Security Measures Are Our Number One Priority
From system architecture to data storage, we make sure that all your materials are readily accessible, securely shared, and completely backed-up. You will never have to worry ever again about file corruption or physical loss. We have got you covered.
We follow US DOD standards for data storage
256-bit digital certificates for network and storage encryption
SSAE16 SOC2 compliant (replaced SAS70)
Hardened, secure data centers are monitored 24 x 7 x 365
Replication of data to a secure data center; secondary server in separate geographical location
Here's how we do it...
DocDep's applications make use of a mature set of Lotus Domino security protocols to
ensure that data is safeguarded at each the following levels:
server, database, view, document, and individual fields. By ensuring
security at each level, we are able to segregate data and resist URL
spoofing and other potential user infringement.
Designed by the U.S. Department of Defense and
used by all federal agencies, this security standard outlines what
the government requires of any programs or software it would use to
store electronic records. It addresses required system interfaces and
search criteria that these programs must support and describes the
minimum requirements that these services must meet based on regulations
issued by the National Archives.
An information security management systems standard
that certifies an organization has thoroughly evaluated its security
risks and vulnerabilities, designed and implemented a comprehensive
package of security controls and has adopted an overarching management
process to continually monitor and update security standards. Subject to audits and third
party certification, the ISO 27001 confirms DocDep management’s
commitment to information security.
SAS 70 (Statement on Auditing Standards No. 70) has been around for nearly 20 years.
First released in 1992, it has been the gold standard for data center users to assure that their data center is secure
and operating under proper control systems. The problem with the SAS 70 standard according to the American Institute
of CPAs (AICPA) is that SAS 70 was never designed to be used by service organizations that offer colocation,
managed servers or cloud hosting services in this manner. It was focused on internal controls over financial reporting.
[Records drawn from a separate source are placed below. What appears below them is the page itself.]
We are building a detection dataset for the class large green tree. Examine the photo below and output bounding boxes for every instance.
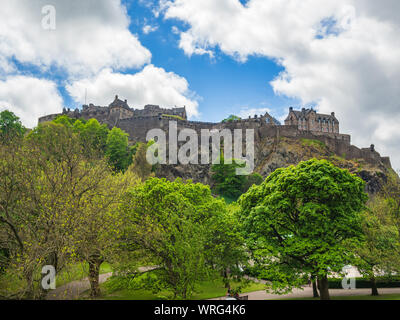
[239,159,368,299]
[106,127,132,171]
[121,178,230,299]
[0,110,26,144]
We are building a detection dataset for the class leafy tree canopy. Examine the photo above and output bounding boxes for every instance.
[0,110,26,142]
[239,159,368,299]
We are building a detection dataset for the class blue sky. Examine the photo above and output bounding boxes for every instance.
[51,1,299,122]
[105,1,298,122]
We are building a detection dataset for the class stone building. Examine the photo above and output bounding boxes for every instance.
[285,107,339,133]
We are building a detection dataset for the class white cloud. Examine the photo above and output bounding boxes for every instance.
[66,65,198,117]
[0,0,151,76]
[238,107,271,119]
[0,76,62,128]
[142,24,158,34]
[161,0,400,168]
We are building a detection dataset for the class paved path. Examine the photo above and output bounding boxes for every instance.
[210,287,400,300]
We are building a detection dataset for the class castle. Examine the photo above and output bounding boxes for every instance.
[39,96,390,167]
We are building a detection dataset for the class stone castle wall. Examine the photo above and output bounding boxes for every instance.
[39,107,391,167]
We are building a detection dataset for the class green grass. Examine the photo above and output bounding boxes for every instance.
[282,293,400,300]
[101,279,264,300]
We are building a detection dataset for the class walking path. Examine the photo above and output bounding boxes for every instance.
[46,267,400,300]
[210,287,400,300]
[46,266,157,300]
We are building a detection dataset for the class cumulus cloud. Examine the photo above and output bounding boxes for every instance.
[238,107,271,119]
[0,76,62,128]
[0,0,151,76]
[66,65,198,117]
[142,24,158,34]
[160,0,400,168]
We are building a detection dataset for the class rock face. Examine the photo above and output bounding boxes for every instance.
[157,135,394,194]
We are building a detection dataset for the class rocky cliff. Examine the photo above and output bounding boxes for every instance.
[157,135,395,194]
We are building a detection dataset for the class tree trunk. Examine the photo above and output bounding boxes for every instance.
[318,275,331,300]
[88,257,103,298]
[311,279,319,298]
[370,275,379,296]
[223,269,231,290]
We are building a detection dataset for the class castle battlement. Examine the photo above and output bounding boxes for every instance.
[39,96,350,144]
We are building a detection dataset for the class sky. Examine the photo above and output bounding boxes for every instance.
[0,0,400,169]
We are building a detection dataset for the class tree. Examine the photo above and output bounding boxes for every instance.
[239,159,367,300]
[106,127,132,171]
[71,169,138,297]
[121,178,225,299]
[353,195,400,296]
[0,110,26,144]
[206,203,248,290]
[211,154,247,199]
[242,172,264,193]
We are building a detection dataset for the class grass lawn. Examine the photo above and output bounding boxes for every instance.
[101,279,264,300]
[282,293,400,300]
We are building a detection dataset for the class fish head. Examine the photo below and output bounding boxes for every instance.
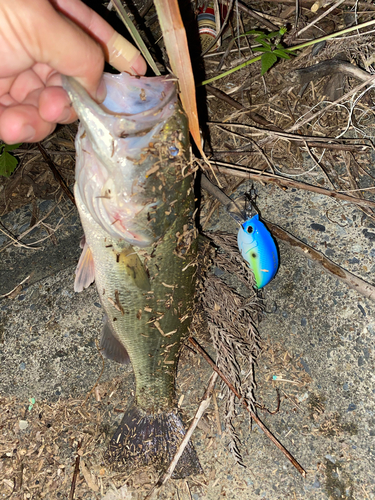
[63,73,185,247]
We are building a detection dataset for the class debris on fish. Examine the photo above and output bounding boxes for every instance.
[237,214,279,289]
[63,73,201,477]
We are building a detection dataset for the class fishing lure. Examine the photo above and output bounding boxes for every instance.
[237,214,279,288]
[201,175,279,288]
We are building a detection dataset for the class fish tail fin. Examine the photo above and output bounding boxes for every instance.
[106,404,202,479]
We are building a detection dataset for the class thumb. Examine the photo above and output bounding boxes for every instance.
[51,0,147,75]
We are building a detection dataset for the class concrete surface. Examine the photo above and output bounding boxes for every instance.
[0,178,375,500]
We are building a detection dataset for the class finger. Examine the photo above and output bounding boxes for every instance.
[52,0,147,75]
[0,104,55,144]
[39,87,77,123]
[1,0,104,98]
[9,69,44,103]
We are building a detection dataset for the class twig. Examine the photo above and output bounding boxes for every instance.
[203,160,375,208]
[37,142,76,205]
[220,0,279,31]
[69,440,82,500]
[212,391,222,436]
[294,0,345,38]
[263,219,375,300]
[286,75,375,132]
[189,337,306,476]
[144,372,218,500]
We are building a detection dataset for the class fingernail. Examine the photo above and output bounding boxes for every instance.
[19,125,36,142]
[58,106,72,123]
[96,78,107,102]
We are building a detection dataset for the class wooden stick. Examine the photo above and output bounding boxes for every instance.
[263,219,375,300]
[202,161,375,208]
[69,440,82,500]
[189,337,306,476]
[144,372,218,500]
[37,142,76,205]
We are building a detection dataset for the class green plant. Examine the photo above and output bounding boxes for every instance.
[0,143,21,177]
[242,27,290,76]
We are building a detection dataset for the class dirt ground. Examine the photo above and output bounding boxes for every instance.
[0,1,375,500]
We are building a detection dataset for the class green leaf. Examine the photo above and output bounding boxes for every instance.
[241,30,264,36]
[261,52,277,76]
[266,31,280,39]
[0,151,18,177]
[4,142,22,151]
[273,49,290,59]
[257,40,271,50]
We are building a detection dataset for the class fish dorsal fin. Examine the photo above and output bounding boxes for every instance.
[100,318,130,365]
[74,242,95,292]
[117,245,151,291]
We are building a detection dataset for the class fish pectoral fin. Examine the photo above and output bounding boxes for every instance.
[118,245,151,291]
[100,318,130,365]
[74,241,95,292]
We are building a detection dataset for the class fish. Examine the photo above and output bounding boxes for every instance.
[63,73,201,478]
[237,214,279,289]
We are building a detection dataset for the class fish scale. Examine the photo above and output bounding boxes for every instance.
[64,74,201,477]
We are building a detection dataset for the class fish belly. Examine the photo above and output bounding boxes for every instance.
[75,176,201,478]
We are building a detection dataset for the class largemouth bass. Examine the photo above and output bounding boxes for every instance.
[63,73,201,477]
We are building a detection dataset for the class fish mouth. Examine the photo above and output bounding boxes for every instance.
[62,73,177,158]
[62,73,181,247]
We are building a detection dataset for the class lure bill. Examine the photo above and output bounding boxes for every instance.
[237,214,279,289]
[63,73,201,477]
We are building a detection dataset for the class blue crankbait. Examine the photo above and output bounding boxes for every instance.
[237,214,279,288]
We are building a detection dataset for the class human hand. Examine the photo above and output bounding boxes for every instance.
[0,0,146,144]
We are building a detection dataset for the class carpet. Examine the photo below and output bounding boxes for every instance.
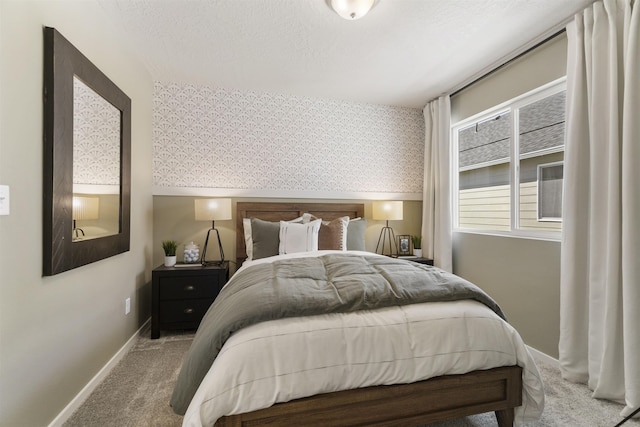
[63,327,640,427]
SSAE 16 (Statements on Standards for Attestation Engagements No. 16) is the next generation of AICPA standards for reporting on controls at service organizations (including data centers) in the United States. SSAE 16 goes beyond SAS 70 by requiring the auditor to obtain a written assertion from management regarding the design and operating effectiveness of the controls being reviewed. SSAE 16 also provides better alignment with the international audit standard ISAE 3402.
SOC 2 provides much more stringent audit requirements with a stronger set of controls and requirements specifically designed around data center service organizations. SOC 2 provides a standard benchmark by which two data center audits can be compared against the same set of criteria. In contrast to an SSAE-16 engagement, where the data center operator defines the criteria for an audit, the SOC 2 Report uses specifically pre-defined control criteria related to 1) security, 2) availability, 3) processing integrity, 4) confidentiality or 5) privacy of a system and its information.
The 256-bit encryption is the largest advanced encryption standard used both in the US and worldwide.